Su Qingyue no miró su boca y no pudo oírle.

Tras dar unos pasos, se detuvo de nuevo.

Xiao Yuchuan, que la perseguía, chocó contra su espalda.

—Querida, ¿por qué te has detenido de repente?

Por suerte soy mucho más alto que tú; si no, me habría golpeado la nariz.

Si se me aplastara, ya no sería guapo…

Se dio la vuelta para fulminarlo con la mirada, y luego devolvió su atención a unos tallos de bambú de agua junto al río.

En las hojas de bambú que colgaban sobre el agua, había varias telarañas, y en cada una se movía una araña.

El cuerpo de estas arañas estaba cubierto por una pelusa verde y medía unos cuatro centímetros de largo, con unas patas un poco más largas de alrededor de un centímetro y medio.

¡Eran las arañas venenosas que se encontraban cerca del río!

Estas arañas tenían colmillos venenosos y glándulas de veneno.

Cuando mordían a un humano, el veneno secretado por sus glándulas provocaba la parálisis del sistema nervioso central.

Una mordedura leve causaba hinchazón local; una grave, envenenamiento general; y, en los casos más severos, la muerte.

—Querida, ¿qué estás mirando?

—Xiao Yuchuan siguió su mirada—.

A algunas personas del pueblo ya les han picado arañas de este tipo; les provocan unas enormes llagas rojas.

Son venenosas, deberías mantenerte alejada.
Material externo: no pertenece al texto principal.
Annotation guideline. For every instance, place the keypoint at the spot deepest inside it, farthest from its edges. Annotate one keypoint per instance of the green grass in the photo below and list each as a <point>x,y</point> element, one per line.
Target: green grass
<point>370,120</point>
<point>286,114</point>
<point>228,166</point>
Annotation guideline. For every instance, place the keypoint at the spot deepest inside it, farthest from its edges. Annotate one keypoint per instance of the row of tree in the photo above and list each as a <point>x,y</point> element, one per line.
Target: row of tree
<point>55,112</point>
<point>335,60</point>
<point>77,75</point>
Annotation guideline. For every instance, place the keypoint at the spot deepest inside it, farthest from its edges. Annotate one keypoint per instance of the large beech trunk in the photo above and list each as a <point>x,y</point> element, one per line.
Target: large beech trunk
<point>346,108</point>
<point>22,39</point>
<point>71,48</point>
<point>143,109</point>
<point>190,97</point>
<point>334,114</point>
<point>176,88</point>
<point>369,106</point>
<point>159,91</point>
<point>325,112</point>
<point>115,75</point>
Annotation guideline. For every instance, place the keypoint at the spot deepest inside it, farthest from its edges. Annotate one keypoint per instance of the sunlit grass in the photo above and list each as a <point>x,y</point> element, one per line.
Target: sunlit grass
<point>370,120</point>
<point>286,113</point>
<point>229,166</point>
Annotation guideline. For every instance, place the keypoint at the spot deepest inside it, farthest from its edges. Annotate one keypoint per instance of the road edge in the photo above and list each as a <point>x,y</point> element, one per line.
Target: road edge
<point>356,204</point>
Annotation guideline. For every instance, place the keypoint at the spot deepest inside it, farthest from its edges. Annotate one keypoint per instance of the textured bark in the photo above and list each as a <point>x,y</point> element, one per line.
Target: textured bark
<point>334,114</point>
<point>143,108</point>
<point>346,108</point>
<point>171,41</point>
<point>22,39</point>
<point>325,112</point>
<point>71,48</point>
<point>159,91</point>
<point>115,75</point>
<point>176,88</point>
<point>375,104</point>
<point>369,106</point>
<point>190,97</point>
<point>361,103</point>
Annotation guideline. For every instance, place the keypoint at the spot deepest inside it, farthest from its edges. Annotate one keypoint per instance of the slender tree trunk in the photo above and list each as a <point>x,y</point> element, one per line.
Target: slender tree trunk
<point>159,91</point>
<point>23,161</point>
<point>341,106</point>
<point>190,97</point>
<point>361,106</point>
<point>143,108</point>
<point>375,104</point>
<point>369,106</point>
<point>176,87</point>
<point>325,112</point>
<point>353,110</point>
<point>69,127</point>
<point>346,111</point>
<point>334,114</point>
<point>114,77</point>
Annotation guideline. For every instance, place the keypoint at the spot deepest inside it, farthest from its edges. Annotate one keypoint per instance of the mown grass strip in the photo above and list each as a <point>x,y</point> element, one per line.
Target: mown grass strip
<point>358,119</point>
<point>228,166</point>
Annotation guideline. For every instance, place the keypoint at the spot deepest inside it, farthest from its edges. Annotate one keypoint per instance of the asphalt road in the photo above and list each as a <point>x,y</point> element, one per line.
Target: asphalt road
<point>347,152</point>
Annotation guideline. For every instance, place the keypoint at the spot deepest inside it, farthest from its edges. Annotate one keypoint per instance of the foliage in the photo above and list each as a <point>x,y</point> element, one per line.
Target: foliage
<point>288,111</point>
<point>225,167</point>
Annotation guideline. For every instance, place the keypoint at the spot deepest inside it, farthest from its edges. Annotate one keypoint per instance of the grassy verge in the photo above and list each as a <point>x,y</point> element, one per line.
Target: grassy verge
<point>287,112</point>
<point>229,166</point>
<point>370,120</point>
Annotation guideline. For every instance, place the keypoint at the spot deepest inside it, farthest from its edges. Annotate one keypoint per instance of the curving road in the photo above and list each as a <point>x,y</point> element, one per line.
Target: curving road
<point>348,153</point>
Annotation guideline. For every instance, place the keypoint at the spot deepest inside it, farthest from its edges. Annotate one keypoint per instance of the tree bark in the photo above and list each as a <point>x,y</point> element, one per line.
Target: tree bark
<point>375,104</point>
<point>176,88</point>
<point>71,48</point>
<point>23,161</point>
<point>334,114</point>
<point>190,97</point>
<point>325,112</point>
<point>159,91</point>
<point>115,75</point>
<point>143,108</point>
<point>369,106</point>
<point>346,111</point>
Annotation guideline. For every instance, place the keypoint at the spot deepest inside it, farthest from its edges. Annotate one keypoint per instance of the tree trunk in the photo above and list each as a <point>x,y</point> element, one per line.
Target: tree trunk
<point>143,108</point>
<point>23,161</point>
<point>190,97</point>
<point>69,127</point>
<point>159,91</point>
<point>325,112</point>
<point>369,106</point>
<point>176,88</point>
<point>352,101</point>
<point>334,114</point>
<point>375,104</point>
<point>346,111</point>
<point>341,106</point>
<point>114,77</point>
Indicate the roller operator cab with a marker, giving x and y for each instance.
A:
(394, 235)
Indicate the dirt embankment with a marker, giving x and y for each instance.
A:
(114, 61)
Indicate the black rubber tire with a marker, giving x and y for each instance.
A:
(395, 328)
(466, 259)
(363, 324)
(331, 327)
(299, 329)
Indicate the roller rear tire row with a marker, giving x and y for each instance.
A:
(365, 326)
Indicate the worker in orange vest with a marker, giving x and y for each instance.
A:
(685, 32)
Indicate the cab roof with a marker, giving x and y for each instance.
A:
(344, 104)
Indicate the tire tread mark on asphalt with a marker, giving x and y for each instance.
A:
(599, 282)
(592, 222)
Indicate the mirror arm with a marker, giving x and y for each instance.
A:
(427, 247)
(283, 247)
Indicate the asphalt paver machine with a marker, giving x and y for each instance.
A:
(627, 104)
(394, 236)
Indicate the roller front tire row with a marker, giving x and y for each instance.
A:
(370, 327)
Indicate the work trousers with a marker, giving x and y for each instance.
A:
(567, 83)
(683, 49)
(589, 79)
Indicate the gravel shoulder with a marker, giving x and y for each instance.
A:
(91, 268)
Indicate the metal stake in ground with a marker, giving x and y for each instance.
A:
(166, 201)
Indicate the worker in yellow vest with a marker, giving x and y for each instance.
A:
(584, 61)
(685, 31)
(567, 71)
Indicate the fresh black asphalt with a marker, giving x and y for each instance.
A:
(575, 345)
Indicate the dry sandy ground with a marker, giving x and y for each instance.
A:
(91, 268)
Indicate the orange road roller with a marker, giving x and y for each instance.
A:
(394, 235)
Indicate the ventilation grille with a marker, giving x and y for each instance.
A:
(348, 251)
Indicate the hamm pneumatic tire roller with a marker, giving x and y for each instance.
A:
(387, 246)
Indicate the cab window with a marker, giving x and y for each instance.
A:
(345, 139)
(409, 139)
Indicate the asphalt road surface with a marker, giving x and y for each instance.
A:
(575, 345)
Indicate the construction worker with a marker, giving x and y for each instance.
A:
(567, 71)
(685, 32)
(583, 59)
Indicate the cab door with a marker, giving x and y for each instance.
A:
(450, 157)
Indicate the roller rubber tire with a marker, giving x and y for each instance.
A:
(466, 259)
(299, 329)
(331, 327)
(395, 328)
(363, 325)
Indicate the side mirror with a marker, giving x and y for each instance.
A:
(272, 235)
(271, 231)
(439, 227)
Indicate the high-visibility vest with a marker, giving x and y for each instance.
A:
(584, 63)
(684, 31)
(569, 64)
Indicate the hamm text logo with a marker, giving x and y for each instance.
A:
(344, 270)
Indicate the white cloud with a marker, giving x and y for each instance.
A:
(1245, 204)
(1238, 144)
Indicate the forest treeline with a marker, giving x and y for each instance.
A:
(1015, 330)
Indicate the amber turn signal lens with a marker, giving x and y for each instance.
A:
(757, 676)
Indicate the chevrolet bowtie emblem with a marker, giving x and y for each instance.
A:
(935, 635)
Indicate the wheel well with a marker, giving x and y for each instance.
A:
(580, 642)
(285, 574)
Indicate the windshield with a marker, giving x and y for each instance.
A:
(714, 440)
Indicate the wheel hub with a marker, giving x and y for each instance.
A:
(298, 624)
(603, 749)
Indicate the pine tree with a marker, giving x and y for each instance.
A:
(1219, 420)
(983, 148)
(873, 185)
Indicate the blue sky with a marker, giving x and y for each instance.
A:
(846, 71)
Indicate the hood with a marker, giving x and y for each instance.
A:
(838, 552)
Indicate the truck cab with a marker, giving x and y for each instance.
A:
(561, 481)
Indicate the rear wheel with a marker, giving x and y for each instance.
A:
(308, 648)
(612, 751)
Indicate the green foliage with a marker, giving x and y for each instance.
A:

Su Qingyue no escuchaba lo que él decía, sino que miró a su alrededor y descubrió que también había de estas arañas en la maleza junto al río.

¡Esto era maravilloso!

El jugo de estas arañas venenosas podía usarse como medicina para tratar mordeduras de serpiente, quemaduras, llagas y dolencias estomacales.

Podía atrapar estas arañas y usarlas para curar las llagas purulentas de su cara.

Sin embargo, necesitaría un recipiente para contener el jugo de las arañas.

Con eso en mente, caminó rápidamente hacia la casa de la familia Xiao y llegó en cinco o seis minutos.